Saturday, 7 July 2012

Boiler blowdown and refuse losses









Boiler blowdown and refuse losses




Issue
Besides the losses through the stack gas, boiler blowdown and refuse are the second largest losses in solid fuel boiler operation.




Learning
Objectives
·       Recognizing the importance of chemical treatment of boiler feedwater
·       Understanding the risks of reducing boiler blowdown
·       Knowing how to calculate blowdown losses
·       Exploring methods to calculate the refuse loss of high ash fuel combustion
·       Knowing how to measure the refuse loss



1.   Introduction
Besides the sensible and latent heat losses in the stack gas, there are two more, sometimes major losses in steam generation.

·        The blowdown losses
·        The refuse losses

Blowdown is a necessary task in boiler operation intermittently reducing the concentration of solids in the boiler. How much blowdown is necessary depends on the quality of the feedwater, the use of the life steam, and the quality of the make-up water.

In practice we see a blowdown of 0 % to 15 % of feedwater. The consequence of too much blowdown is an increased fuel consumption. Too little blowdown also increases fuel consumption, because it may lead to scale formation at the boiler water side.

Because too much blowdown will increase energy consumption and too little as well, there is a no-win situation. It is admittedly very difficult to perform a “point landing” and operate at the best possible blowdown rate. One of the inherent dangers to reduce blowdown is a possible negative side effect of increased scale formation.

In particular coal and biomass fired boilers, have an additional energy loss through the solid refuse. By solid refuse, we mean a mixture of minerals and Carbon left in the ash pit. Depending on firing technique and skill of the operator there is more or less Carbon left in the refuse. The energy loss occurs in two ways. First the refuse is removed from the ash pit at a temperature between 100 to 250 oC. Secondly the remaining Carbon in the refuse has not been burned, but paid for. The more ash a fuel has, the higher the danger of Carbon left in the refuse.



2.   A crash course in boiler water chemistry
The boiler water chemistry is complicated and the key to success is testing of the feedwater as often as possible.

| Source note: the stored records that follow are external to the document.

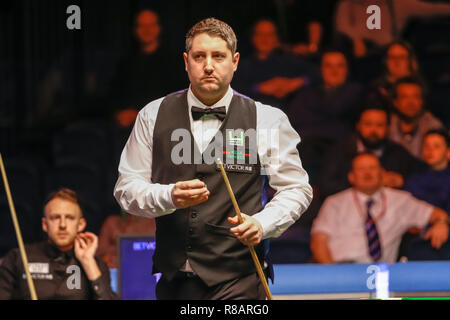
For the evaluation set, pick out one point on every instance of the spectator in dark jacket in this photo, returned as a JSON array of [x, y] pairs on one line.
[[371, 135]]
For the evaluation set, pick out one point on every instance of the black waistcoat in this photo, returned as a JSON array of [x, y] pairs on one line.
[[201, 233]]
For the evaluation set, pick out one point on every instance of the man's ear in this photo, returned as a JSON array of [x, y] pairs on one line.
[[236, 60], [185, 58], [351, 177], [44, 224], [81, 224]]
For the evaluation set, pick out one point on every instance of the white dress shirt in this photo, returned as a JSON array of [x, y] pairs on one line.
[[342, 219], [137, 195]]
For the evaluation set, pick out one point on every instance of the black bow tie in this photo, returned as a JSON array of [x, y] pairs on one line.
[[219, 112]]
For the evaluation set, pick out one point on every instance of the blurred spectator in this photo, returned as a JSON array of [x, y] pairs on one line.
[[49, 261], [330, 106], [313, 47], [144, 75], [432, 186], [351, 17], [399, 61], [365, 223], [320, 111], [271, 75], [371, 136], [122, 224], [410, 121]]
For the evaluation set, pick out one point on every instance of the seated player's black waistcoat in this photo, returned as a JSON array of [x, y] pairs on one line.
[[201, 233]]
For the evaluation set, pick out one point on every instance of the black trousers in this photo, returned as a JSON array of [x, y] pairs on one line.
[[187, 286]]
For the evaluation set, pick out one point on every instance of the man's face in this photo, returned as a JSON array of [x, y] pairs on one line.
[[62, 222], [366, 174], [409, 100], [435, 150], [265, 38], [334, 69], [372, 128], [398, 61], [210, 66], [147, 27]]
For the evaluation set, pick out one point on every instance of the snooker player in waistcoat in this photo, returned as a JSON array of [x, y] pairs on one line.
[[168, 171]]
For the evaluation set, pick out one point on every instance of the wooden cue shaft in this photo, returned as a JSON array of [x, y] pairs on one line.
[[252, 249], [18, 234]]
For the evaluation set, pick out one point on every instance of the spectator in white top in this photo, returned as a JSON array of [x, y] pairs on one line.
[[340, 232]]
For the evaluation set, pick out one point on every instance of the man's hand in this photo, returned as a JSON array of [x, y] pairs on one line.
[[85, 247], [189, 193], [437, 234], [249, 232]]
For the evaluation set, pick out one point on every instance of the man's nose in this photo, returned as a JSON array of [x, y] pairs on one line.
[[208, 65], [62, 224]]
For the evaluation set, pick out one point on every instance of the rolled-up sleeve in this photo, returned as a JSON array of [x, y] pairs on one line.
[[281, 161], [134, 191]]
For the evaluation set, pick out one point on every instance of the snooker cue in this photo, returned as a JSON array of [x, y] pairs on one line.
[[252, 249], [18, 234]]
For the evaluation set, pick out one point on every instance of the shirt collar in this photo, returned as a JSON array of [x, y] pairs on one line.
[[363, 198], [53, 252], [224, 102]]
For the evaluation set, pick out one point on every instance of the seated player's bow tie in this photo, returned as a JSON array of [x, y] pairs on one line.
[[219, 112]]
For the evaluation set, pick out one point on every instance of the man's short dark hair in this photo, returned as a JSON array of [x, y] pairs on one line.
[[409, 80], [441, 132], [364, 153], [213, 27]]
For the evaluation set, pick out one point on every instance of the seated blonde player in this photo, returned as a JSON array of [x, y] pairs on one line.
[[365, 223]]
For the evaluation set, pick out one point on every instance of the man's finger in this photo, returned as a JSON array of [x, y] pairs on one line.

The issue of chemical treatment is not only one of reducing fuel costs, but even more important avoiding costly repair and maintenance costs due to the danger of pipe rupture and corrosion. This short introduction is based on a water treatment manual provided by one of our cooperators, GAMLEN, a supplier of feedwater chemicals.


2.1    Boiler Deposits
Deposition is a major problem in the operation of steam generating equipment. The accumulation of material on boiler surfaces can cause overheating and corrosion.

The need to provide high quality feed water is a result of the advances made in boiler performance. The ratio of heating surface to evaporation has decreased with the increase in heat transfer rates making modern steam generating equipment less tolerant to scale deposition.

Water softeners and demineralisers are frequently used to pretreat boiler feed water, but even with the quality of feed water that this equipment can provide, good internal water treatment programs are necessary.

Common feed water contaminants that can form boiler deposits include calcium, magnesium, iron, copper, aluminum and silica.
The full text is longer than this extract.